高橋一晃さん パパが育児・家事に積極的に参加することを提案するパパ集団「スーパーダディ協会(SDA)」代表。TBSテレビのプロデューサーとして『王様のブランチ』などの番組を歴任し、現在は『アッコにおまかせ!』を担当する。仕事柄、多忙な毎日だが、自身の理想とする父親像、スーパーダディを目指そうと努力を続ける一児のパパ。SDAの活動を通してパパの意識改革を進める傍ら、『スーパーダディ ビジネスマンの勧め』(双葉社刊)を上梓。

男が家事を楽しめるようになる方法って何だろう?

—— 特に家事に関しては、最初は仕方なくやっていたのに、それが楽しくなってきたのは、なぜですか?

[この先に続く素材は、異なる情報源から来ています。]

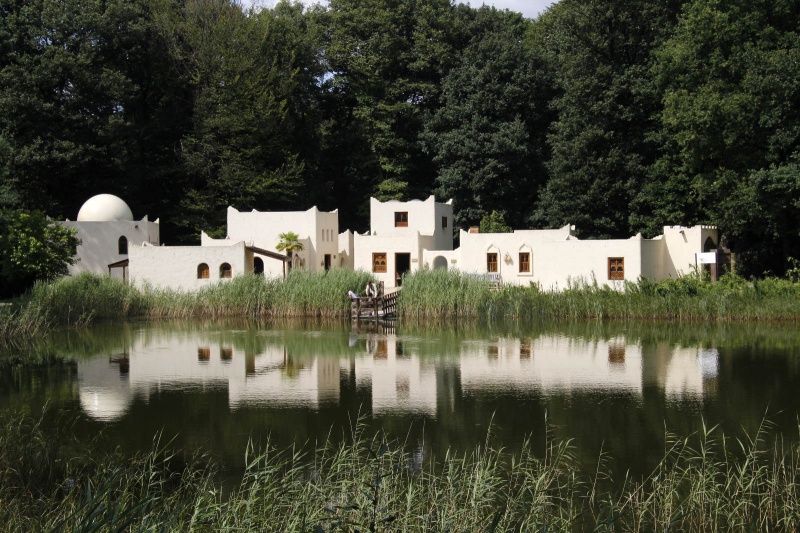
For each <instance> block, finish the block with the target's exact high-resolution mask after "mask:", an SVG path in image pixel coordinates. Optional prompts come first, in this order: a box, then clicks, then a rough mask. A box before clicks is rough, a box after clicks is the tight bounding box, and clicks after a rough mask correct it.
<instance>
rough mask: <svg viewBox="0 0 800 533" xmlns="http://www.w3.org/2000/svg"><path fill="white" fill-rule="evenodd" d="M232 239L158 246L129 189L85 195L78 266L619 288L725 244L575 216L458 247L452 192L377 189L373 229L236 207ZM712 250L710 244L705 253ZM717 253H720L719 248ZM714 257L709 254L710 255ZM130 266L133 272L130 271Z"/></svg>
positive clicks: (695, 262)
mask: <svg viewBox="0 0 800 533" xmlns="http://www.w3.org/2000/svg"><path fill="white" fill-rule="evenodd" d="M227 216H228V228H227V237H226V238H224V239H213V238H211V237H209V236H208V235H207V234H205V233H202V234H201V245H200V246H171V247H165V246H159V244H160V243H159V221H158V220H156V221H155V222H150V221H148V219H147V217H144V218H143V219H142V220H140V221H136V220H134V219H133V215H132V213H131V210H130V208H129V207H128V206H127V204H125V202H124V201H122V200H121V199H119V198H117V197H115V196H111V195H99V196H95V197H93V198H91V199H90V200H89V201H87V202H86V204H84V207H83V208H81V211H80V213H79V215H78V221H77V222H71V221H66V222H64V224H65V225H68V226H71V227H75V228H76V229H77V230H78V237H79V238H80V239H81V241H82V244H81V246H80V247H79V248H78V254H77V256H78V262H77V263H76V264H75V265H74V266H73V267H71V269H70V274H77V273H79V272H83V271H90V272H95V273H99V274H105V273H109V274H112V275H116V276H118V277H120V276H121V277H130V279H132V280H133V282H134V283H135V284H137V285H139V286H145V285H150V286H153V287H159V288H168V289H175V290H188V291H191V290H197V289H200V288H202V287H205V286H208V285H209V284H212V283H216V282H218V281H220V280H223V281H224V280H225V279H229V278H233V277H236V276H239V275H243V274H248V273H256V274H264V275H266V276H270V277H280V276H282V275H284V273H285V271H286V263H287V262H291V264H292V266H293V267H294V268H303V269H305V270H309V271H312V272H322V271H325V270H329V269H331V268H347V269H361V270H364V271H367V272H371V273H372V274H373V275H374V276H375V278H376V279H377V280H378V281H382V282H384V285H385V287H387V288H388V287H395V286H398V285H400V283H401V282H402V276H403V274H404V273H406V272H409V271H415V270H420V269H424V268H433V269H438V268H443V269H458V270H460V271H462V272H466V273H471V274H479V275H485V276H488V277H489V278H491V279H493V280H494V281H497V282H500V283H503V284H511V285H529V284H537V285H538V286H539V287H541V288H542V289H543V290H563V289H565V288H566V287H568V286H570V285H571V284H575V283H581V282H586V283H594V282H597V283H599V284H601V285H609V286H612V287H615V288H622V287H623V285H624V281H633V282H635V281H636V280H638V279H639V278H640V277H644V278H647V279H651V280H659V279H664V278H669V277H673V278H674V277H678V276H681V275H684V274H687V273H689V272H691V270H692V268H694V267H695V266H696V265H697V264H698V263H700V262H702V261H699V258H698V254H703V253H704V252H710V251H712V250H716V249H717V248H718V244H719V233H718V231H717V228H715V227H712V226H693V227H682V226H666V227H664V232H663V234H662V235H659V236H658V237H656V238H654V239H644V238H642V236H641V235H636V236H634V237H631V238H629V239H603V240H581V239H578V238H577V237H576V236H575V227H574V226H569V225H567V226H564V227H562V228H557V229H545V230H515V231H513V232H511V233H476V232H472V231H470V232H466V231H463V230H462V231H461V232H460V234H459V237H460V239H459V241H460V247H459V248H458V249H456V250H454V249H453V205H452V201H449V202H446V203H441V202H437V201H436V200H435V198H434V197H433V196H431V197H429V198H428V199H426V200H412V201H407V202H400V201H395V200H392V201H387V202H380V201H378V200H376V199H375V198H371V199H370V230H369V231H368V232H366V233H364V234H353V233H352V232H350V231H344V232H340V231H339V213H338V210H335V211H330V212H323V211H320V210H319V209H317V208H316V207H312V208H310V209H308V210H306V211H289V212H262V211H255V210H254V211H251V212H240V211H238V210H237V209H235V208H233V207H229V208H228V212H227ZM290 232H292V233H296V234H297V235H298V238H299V242H301V243H302V244H303V250H302V251H299V252H296V253H295V254H294V255H293V257H292V258H291V259H288V258H287V257H286V255H285V254H284V253H283V252H278V251H277V249H276V248H277V245H278V243H279V242H280V241H281V237H280V235H281V234H283V233H290ZM703 255H707V254H703ZM712 255H713V254H712ZM705 259H708V258H705ZM128 270H129V274H128Z"/></svg>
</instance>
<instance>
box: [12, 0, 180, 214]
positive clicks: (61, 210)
mask: <svg viewBox="0 0 800 533" xmlns="http://www.w3.org/2000/svg"><path fill="white" fill-rule="evenodd" d="M0 12H1V13H2V17H0V50H2V52H0V137H2V138H4V139H5V142H6V143H7V145H8V150H7V154H6V156H5V161H6V165H7V179H6V182H5V187H4V188H5V189H6V190H10V189H13V194H14V196H15V197H16V198H17V201H18V203H19V204H20V205H23V206H27V207H33V208H42V209H44V208H46V209H47V211H48V213H49V214H51V215H54V216H59V215H71V214H72V213H76V212H77V210H78V207H79V206H80V205H81V203H82V202H83V201H84V200H85V199H86V198H87V197H88V196H91V195H93V194H96V193H98V192H113V193H116V194H120V195H122V196H127V197H130V199H131V203H132V205H133V206H134V207H135V208H136V207H139V206H140V205H144V204H147V202H148V200H147V198H153V197H158V195H157V194H153V192H154V190H153V187H152V185H153V183H154V182H153V181H152V180H150V177H151V176H153V175H158V176H161V173H159V172H152V170H153V169H154V167H160V166H163V164H164V163H163V161H164V160H169V159H170V158H171V156H170V150H171V149H172V148H173V146H172V145H171V143H170V140H171V139H173V140H174V137H171V132H174V131H180V124H181V120H180V119H178V117H180V116H182V115H183V114H182V113H181V112H180V110H179V109H178V110H176V111H177V112H175V113H173V115H172V118H176V120H169V119H168V117H162V118H164V119H165V120H163V121H162V122H161V123H160V124H159V123H158V122H157V121H156V120H154V119H153V117H154V116H156V115H158V114H159V113H160V112H162V111H164V110H165V109H170V108H171V109H174V108H175V107H179V106H175V105H174V103H175V101H176V99H175V98H170V96H169V95H170V91H171V87H170V84H169V83H168V82H166V80H167V79H168V76H164V73H166V72H167V70H166V69H163V68H161V67H163V66H164V63H163V59H161V58H163V57H164V56H165V54H164V47H163V44H159V42H158V39H157V37H156V36H155V33H154V32H153V28H152V25H151V20H152V19H151V15H152V10H151V4H150V2H149V0H132V1H128V0H86V1H80V2H79V1H75V0H66V1H65V0H58V1H56V0H32V1H30V2H20V1H15V0H2V1H0ZM156 190H157V189H156ZM145 191H146V192H147V193H150V194H151V195H152V196H148V195H146V194H144V192H145ZM140 202H141V204H140Z"/></svg>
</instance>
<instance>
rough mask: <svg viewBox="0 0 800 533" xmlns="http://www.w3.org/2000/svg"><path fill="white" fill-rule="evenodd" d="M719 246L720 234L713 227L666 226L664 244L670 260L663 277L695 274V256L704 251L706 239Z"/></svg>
mask: <svg viewBox="0 0 800 533" xmlns="http://www.w3.org/2000/svg"><path fill="white" fill-rule="evenodd" d="M708 237H711V238H712V240H713V241H714V242H715V243H717V245H719V232H718V230H717V228H715V227H713V226H692V227H690V228H686V227H683V226H665V227H664V242H665V244H666V249H667V255H668V256H669V260H668V261H665V263H666V265H665V269H664V271H663V274H662V275H663V277H678V276H681V275H685V274H689V273H691V272H693V270H694V266H695V254H698V253H701V252H702V251H703V244H704V243H705V240H706V238H708Z"/></svg>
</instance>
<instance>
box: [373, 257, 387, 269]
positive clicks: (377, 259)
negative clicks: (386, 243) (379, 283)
mask: <svg viewBox="0 0 800 533" xmlns="http://www.w3.org/2000/svg"><path fill="white" fill-rule="evenodd" d="M372 271H373V272H386V254H385V253H382V254H372Z"/></svg>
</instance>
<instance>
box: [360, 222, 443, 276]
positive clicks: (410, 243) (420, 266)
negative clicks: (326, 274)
mask: <svg viewBox="0 0 800 533" xmlns="http://www.w3.org/2000/svg"><path fill="white" fill-rule="evenodd" d="M354 239H355V240H354V261H353V263H354V266H355V269H356V270H364V271H366V272H372V254H373V253H386V272H385V273H378V272H373V273H372V274H373V276H375V278H376V279H377V280H378V281H382V282H383V283H384V286H385V287H394V286H395V285H396V276H395V273H396V270H397V265H396V262H395V254H398V253H408V254H411V263H410V265H409V266H410V267H411V268H410V271H411V272H414V271H416V270H419V269H420V268H421V267H422V264H423V261H424V260H423V257H422V250H423V249H424V248H425V247H430V246H432V245H433V241H434V237H427V236H422V235H419V234H418V233H414V234H409V235H402V236H376V235H359V234H355V236H354Z"/></svg>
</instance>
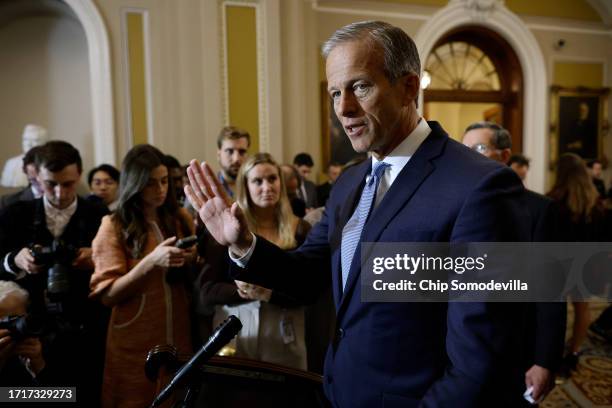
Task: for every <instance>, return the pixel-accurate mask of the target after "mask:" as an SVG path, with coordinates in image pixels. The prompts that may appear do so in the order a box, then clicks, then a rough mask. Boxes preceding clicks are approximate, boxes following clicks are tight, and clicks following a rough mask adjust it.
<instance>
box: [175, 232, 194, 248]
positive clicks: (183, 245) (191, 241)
mask: <svg viewBox="0 0 612 408" xmlns="http://www.w3.org/2000/svg"><path fill="white" fill-rule="evenodd" d="M197 241H198V237H197V236H196V235H191V236H189V237H185V238H181V239H179V240H178V241H176V244H175V245H174V246H175V247H177V248H181V249H187V248H190V247H192V246H194V245H195V243H196V242H197Z"/></svg>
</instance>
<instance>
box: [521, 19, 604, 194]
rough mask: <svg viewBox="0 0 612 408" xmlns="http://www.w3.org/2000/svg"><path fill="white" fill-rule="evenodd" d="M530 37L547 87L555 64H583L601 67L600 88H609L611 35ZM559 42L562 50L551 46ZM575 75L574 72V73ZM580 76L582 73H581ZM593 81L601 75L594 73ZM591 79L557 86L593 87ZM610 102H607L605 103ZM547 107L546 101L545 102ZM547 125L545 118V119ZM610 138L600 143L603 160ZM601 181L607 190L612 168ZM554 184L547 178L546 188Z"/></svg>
mask: <svg viewBox="0 0 612 408" xmlns="http://www.w3.org/2000/svg"><path fill="white" fill-rule="evenodd" d="M533 33H534V35H535V37H536V39H537V41H538V43H539V44H540V48H541V50H542V53H543V55H544V58H545V60H546V61H547V73H548V83H549V84H551V85H552V84H553V83H554V82H555V79H554V78H555V64H556V63H561V64H563V63H585V64H589V65H592V64H601V65H602V67H603V68H602V69H603V78H601V80H602V82H601V85H600V86H605V87H611V86H612V35H603V34H581V33H569V32H563V31H560V30H559V31H543V30H533ZM560 39H563V40H565V46H564V47H562V48H559V47H557V46H555V45H556V44H557V43H558V41H559V40H560ZM577 72H578V71H577ZM582 72H584V71H582ZM596 75H597V76H598V78H597V80H599V79H600V76H601V74H599V73H598V72H597V73H596ZM568 80H569V79H568ZM594 81H595V80H594V79H593V78H584V80H580V78H574V80H573V81H571V82H568V83H565V84H560V85H565V86H567V85H573V86H578V85H580V86H587V87H588V86H595V85H596V84H595V83H594ZM609 102H610V100H609ZM546 103H547V104H550V101H546ZM608 118H609V119H610V118H612V104H610V103H608ZM544 120H546V121H547V122H548V121H549V117H547V118H545V119H544ZM610 136H611V135H610V134H608V136H607V137H604V139H603V142H604V143H603V145H604V147H603V153H604V155H605V156H606V157H607V158H609V159H610V158H612V143H611V142H610ZM604 179H605V181H606V185H607V186H610V183H611V182H612V168H610V167H608V169H606V170H605V171H604ZM553 181H554V180H553V179H552V177H549V180H548V185H551V183H552V182H553Z"/></svg>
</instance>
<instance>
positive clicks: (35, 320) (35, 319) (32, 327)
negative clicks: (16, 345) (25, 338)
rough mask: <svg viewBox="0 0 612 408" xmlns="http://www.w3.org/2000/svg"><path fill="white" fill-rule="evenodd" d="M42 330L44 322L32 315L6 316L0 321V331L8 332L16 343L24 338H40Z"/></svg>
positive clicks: (43, 327) (38, 318) (41, 333)
mask: <svg viewBox="0 0 612 408" xmlns="http://www.w3.org/2000/svg"><path fill="white" fill-rule="evenodd" d="M43 328H44V320H43V319H40V318H37V317H34V316H32V315H23V316H7V317H3V318H1V319H0V329H6V330H8V331H9V333H10V334H11V337H12V338H13V339H14V340H16V341H19V340H22V339H24V338H26V337H40V335H41V334H42V332H43Z"/></svg>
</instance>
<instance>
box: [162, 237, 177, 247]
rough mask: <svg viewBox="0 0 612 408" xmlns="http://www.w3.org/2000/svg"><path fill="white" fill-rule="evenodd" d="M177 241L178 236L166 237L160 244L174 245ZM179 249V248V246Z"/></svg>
mask: <svg viewBox="0 0 612 408" xmlns="http://www.w3.org/2000/svg"><path fill="white" fill-rule="evenodd" d="M175 241H176V237H170V238H167V239H165V240H164V241H163V242H162V243H161V244H159V245H160V246H168V245H172V244H174V242H175ZM177 249H178V248H177Z"/></svg>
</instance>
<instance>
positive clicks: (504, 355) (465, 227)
mask: <svg viewBox="0 0 612 408" xmlns="http://www.w3.org/2000/svg"><path fill="white" fill-rule="evenodd" d="M522 191H523V187H522V184H521V183H520V181H519V180H518V178H517V177H516V175H514V174H512V173H511V170H509V169H507V168H499V169H496V170H495V171H493V172H492V173H489V175H488V176H487V177H485V178H484V180H483V181H481V183H480V184H479V185H478V186H477V187H476V189H475V190H474V191H472V193H471V194H469V196H468V198H467V199H466V201H465V203H464V205H463V207H462V209H461V210H460V213H459V215H458V217H457V220H456V223H455V226H454V228H453V231H452V234H451V242H490V241H491V242H493V241H509V242H514V241H528V240H530V231H529V225H530V224H531V223H529V222H525V220H529V218H525V217H529V214H528V212H527V210H526V208H525V206H524V205H523V203H522V201H521V200H520V199H519V198H520V196H521V194H522ZM523 227H525V228H523ZM524 313H525V306H524V305H523V304H520V303H485V302H472V303H469V302H450V303H449V304H448V313H447V335H446V352H447V356H448V365H447V367H446V369H445V372H444V375H443V376H442V377H441V378H440V379H438V380H437V381H436V382H434V383H433V385H432V386H431V387H430V388H429V390H428V391H427V393H426V394H425V396H424V398H423V400H422V401H421V405H419V406H421V407H475V406H488V405H487V404H492V405H491V406H495V405H496V404H495V401H499V400H504V401H514V400H515V399H516V400H520V398H521V387H522V388H524V383H523V381H522V380H523V378H524V373H523V372H522V371H523V370H522V368H523V367H522V364H521V363H520V361H521V358H522V353H521V351H522V344H523V341H522V338H521V336H522V334H523V324H524V316H525V314H524ZM508 399H510V400H508Z"/></svg>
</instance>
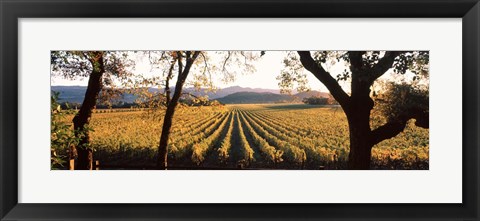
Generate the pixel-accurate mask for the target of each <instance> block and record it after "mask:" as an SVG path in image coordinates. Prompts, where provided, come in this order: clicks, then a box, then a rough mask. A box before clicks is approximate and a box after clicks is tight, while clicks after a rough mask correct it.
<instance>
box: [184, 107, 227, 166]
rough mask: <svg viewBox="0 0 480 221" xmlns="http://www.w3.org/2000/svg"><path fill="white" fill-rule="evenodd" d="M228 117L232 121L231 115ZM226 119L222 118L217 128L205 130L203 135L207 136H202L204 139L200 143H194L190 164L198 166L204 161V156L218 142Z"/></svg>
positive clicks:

高橋 やらなきゃいけないなら、「楽しもう」ということですね。「男が家事を楽しめるようになる方法って何だろう?」と考えたことがあって、そのときに思い浮かんだのが、「ゆる家事」です。

 のんびり、自分のペースで家事をしよう、と。音楽を聞きながら家事をしよう。そうやって考えていくと、洗濯もお皿洗いも、ワイン飲みながらでもできるじゃないかと発想を広げていきました。